To my surprise, “Getting Beyond …” was a complicated piece to write. Those 500+ words were hard to extract and develop into, what I hope, was a meaningful post. The idea of how much one commits to an endeavor and the influence commitment has on the level of effort one exerts has been rolling around in my head for years and I was sure that I could write extensively on the topic. But when I attempted to “put pen to paper”, it did not flow easily and I struggled to make it come together in a way that would help the reader understand my points.
Throughout my writing, I began to feel that although a lot of ideas were in my head, my ability to make clean, meaningful connections for the reader was desperately lacking. Although I published the piece, I feel that it did not get to the heart of what I wanted the reader to understand. Taking what was in my head and transferring it into a meaningful experience for the reader was difficult and a radical shift from my previous writings. I was reminded that writing, even in small pieces, can bring unique struggles and I am having a hard time putting it behind me.
“Life in Pieces of Impact” was not a topic that I intended to write about on September 12th or anytime soon. As a matter of fact, I had not thought about the events contained in the post for a long time. However, as I was taking a break from “Getting Beyond ..” and reading other blogs, I felt an overwhelming need to write about my impact on the world. That piece was easy to write and those 1500+ words flowed faster than I could type.
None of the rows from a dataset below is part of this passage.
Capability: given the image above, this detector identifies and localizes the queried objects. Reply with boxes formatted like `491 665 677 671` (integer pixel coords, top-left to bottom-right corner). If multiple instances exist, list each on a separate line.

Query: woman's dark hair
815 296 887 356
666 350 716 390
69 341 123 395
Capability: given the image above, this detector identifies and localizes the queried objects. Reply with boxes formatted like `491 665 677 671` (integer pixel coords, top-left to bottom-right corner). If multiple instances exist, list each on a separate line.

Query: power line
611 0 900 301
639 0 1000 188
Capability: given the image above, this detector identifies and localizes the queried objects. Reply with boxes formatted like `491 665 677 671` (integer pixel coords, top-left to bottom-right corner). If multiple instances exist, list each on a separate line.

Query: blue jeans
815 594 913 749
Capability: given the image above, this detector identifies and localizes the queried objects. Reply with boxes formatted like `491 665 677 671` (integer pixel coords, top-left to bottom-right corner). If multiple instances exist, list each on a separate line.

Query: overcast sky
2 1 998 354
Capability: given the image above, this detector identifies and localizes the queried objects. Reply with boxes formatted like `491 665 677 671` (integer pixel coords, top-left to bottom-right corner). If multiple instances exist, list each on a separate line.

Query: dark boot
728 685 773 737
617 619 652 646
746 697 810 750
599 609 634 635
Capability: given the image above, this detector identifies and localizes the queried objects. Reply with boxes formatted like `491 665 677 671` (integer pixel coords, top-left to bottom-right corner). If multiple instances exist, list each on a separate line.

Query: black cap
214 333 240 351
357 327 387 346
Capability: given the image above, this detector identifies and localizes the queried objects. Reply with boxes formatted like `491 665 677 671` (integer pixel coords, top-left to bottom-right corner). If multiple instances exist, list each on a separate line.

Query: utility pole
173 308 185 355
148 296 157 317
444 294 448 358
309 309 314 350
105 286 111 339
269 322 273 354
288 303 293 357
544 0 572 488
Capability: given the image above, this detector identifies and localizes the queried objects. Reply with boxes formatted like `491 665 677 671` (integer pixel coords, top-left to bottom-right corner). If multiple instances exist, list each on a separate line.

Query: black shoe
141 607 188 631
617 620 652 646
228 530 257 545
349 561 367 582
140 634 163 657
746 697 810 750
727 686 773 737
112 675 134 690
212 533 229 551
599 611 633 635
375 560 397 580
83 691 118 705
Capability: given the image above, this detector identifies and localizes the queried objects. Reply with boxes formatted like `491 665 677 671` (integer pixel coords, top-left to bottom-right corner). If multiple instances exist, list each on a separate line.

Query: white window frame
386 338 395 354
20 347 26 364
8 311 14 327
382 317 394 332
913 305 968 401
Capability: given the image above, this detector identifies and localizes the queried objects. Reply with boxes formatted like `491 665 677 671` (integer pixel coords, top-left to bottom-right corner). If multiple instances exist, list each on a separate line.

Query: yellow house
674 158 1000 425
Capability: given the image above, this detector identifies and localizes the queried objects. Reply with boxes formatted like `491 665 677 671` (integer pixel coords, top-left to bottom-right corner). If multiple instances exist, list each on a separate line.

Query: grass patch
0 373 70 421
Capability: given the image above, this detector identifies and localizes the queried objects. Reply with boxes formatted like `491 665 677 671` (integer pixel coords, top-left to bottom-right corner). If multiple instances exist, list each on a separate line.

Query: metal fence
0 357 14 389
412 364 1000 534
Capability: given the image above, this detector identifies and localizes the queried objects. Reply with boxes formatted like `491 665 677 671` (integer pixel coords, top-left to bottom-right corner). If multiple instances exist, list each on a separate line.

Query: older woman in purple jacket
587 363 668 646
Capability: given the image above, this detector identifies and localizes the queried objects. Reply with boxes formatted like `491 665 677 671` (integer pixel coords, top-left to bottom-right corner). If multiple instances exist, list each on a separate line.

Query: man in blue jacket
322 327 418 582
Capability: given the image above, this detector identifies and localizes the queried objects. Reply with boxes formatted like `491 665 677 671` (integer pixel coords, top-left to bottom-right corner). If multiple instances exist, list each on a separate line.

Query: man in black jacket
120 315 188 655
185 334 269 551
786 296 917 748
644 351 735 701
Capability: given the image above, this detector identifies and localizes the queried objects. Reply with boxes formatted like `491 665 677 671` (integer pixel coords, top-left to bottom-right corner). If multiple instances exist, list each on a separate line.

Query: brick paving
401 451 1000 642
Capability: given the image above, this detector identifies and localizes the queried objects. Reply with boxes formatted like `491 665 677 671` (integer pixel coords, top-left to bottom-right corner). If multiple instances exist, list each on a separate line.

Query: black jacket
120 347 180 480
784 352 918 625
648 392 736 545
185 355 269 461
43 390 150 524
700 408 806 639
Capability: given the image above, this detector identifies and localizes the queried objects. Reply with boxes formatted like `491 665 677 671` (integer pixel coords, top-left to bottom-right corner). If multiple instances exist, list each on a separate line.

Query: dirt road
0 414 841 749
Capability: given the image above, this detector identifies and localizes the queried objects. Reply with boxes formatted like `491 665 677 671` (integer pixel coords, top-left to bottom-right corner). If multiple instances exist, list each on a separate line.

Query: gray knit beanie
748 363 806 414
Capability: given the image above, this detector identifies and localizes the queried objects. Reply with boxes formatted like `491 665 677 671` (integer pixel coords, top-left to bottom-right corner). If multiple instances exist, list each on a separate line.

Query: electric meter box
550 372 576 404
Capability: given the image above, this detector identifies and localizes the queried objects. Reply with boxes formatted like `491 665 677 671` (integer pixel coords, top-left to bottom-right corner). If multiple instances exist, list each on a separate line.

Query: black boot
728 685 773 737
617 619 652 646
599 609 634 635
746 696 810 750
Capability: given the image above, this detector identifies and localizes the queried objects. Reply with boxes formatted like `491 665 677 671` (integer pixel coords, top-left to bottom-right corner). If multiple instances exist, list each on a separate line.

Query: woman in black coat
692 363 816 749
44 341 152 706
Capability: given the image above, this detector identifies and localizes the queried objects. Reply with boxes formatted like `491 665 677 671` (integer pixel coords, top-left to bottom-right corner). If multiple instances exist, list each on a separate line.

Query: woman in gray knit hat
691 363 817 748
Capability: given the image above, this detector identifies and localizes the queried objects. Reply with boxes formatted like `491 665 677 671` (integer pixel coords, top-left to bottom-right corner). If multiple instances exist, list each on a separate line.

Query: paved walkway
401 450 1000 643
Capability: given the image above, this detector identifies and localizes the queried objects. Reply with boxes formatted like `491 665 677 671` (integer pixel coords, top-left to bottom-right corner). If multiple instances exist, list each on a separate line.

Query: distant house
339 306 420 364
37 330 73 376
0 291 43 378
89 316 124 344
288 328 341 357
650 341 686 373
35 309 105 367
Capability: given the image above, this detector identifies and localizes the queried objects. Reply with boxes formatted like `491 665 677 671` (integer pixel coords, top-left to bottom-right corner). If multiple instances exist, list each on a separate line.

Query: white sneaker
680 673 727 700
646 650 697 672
Moments after publishing Life in Pieces of Impact, a radical shift occurred. I feel a lot of sadness. I am not sure why but maybe because writing the piece reminded me that the person who silently inspired me to start giving back has moved from the forefront of my mind to the rear view. I hardly ever think of him anymore.
Perhaps, I am sad because both posts reminded me that I have drifted too far from my desire to give back and I am caught up in doing, well, not a whole lot. Perhaps, writing about commitment and impact at the same time dredged up thoughts of things that I want to do but I am not putting forth any effort to accomplish because I lack the necessary commitment. I do not know what specifically caused my feelings of sadness but what a radical shift it has been.
I look forward to writing on topics that make me feel and force me to delve beneath the surface for meaning but I hope that how I am feeling right now does not happen very often. It is a heavy weight to carry and still get through the day with a smile on my face. I am glad that I was able to share my thoughts on the day after a blog post and I hope that you have found something meaningful in the post.